Ich hab vor kurzem mit Cubase angefangen und mich dementsprechend oft durch Infos und Foren gequält.
Irgendwo erinnere ich mich aufgeschnappt zu haben (Frag mich bitte nur nicht mehr nach der Quelle    ), daß Cubase eine Art Exclusivrecht auf die Audiokarte in Anspruch nimmt, und daß man das angeblich über die Programmeinstellungen ändern kann. Vielleicht hat hier noch jemand genauere Infos ... wie gesagt ich bin noch Anfänger 

Grüzze!


----------



## laCrizz (20. Juni 2005)

Hab da was gefunden was dir unter Umständen helfen könnte (von homercording.de) :
*
Priorität von Cubase SX verändern*
Wer Cubase parallel mit anderen Programmen betreiben will, stößt oft auf zwei Probleme: Entweder benötigt Cubase zu viel Prozessorleistung, so dass das andere Programm nur schleppend läuft. Oder die Sache ist umgedreht: Antiviren-Software, WWW-Clients oder was-auch-immer provizieren Cubase zu längeren Aussetzern und Wartezeiten.
Wer unter Windows 2000/XP auf STRG+ALT+ENTF drückt, gelangt in den Task-Manager. Unter der Registriertkarte sind alle aktiven Prozesse aufgelistet. Man kann nun auf den Prozess "Cubasesx.exe" mit der rechten Maustaste klicken und bei "Priorität festlegen" die gewünschte Priorität festlegen. Eine Erhöhung der Priorität von Cubase SX macht das Programm schneller, aber auch "exklusiver", so dass sich andere Programme hinten in die Schlange anstellen müssen.
Eine Erniedrigung der Priorität ist dann sinnvol, wenn man während der langen Mixdown-Zeit von Cubase SX andere Aufgaben erledigen will.

Vielleicht hilft dir das mit deinem Reasonproblem....


----------



## liquidbeats (20. Juni 2005)

Crashtestdummy hat gesagt.:
			
		

> wenn ich Cubase SX starte und danach Reason 3.0 bekomme ich nur das Startbild von Reason zu sehen. Ich muß das Prog dann über den Taskmanager beenden.


 
 Grüß dich, darf ich Fragen wie Lange du wartest bis du Reason über diese Brutale art Beendest?
 Was hast du für ein System (Daten) das Reason kalte Beine bekommt wen Cubase geöffnet ist?

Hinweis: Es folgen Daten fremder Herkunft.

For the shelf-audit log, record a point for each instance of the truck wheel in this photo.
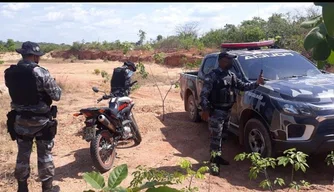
(192, 109)
(257, 139)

 Ich bin mir nicht sicher, aber es ist möglich Cobase und Reason zu verbinden (wie gesagt bin mir nicht sicher).


 Gruß


----------



## laCrizz (20. Juni 2005)

Noch so am Rande: Nutzt du ReWire mit Cubase? Wenn ja, in welcher Reihenfolge startest du die ganzen Sachen? Und was hast du für nen Prozessor im Rechner. Nicht dass einfach nur der Prozessor schlapp macht. Solls auch geben ^^


----------



## Crashtestdummy (20. Juni 2005)

Hi,

erst mal vielen Dank für die vielen Antworten!

@ laCrizz:

An der Priorität (und somit ja am schwachen System) dürfte es nicht liegen. Cubase steht auf "Hoch", Reason auf "Normal".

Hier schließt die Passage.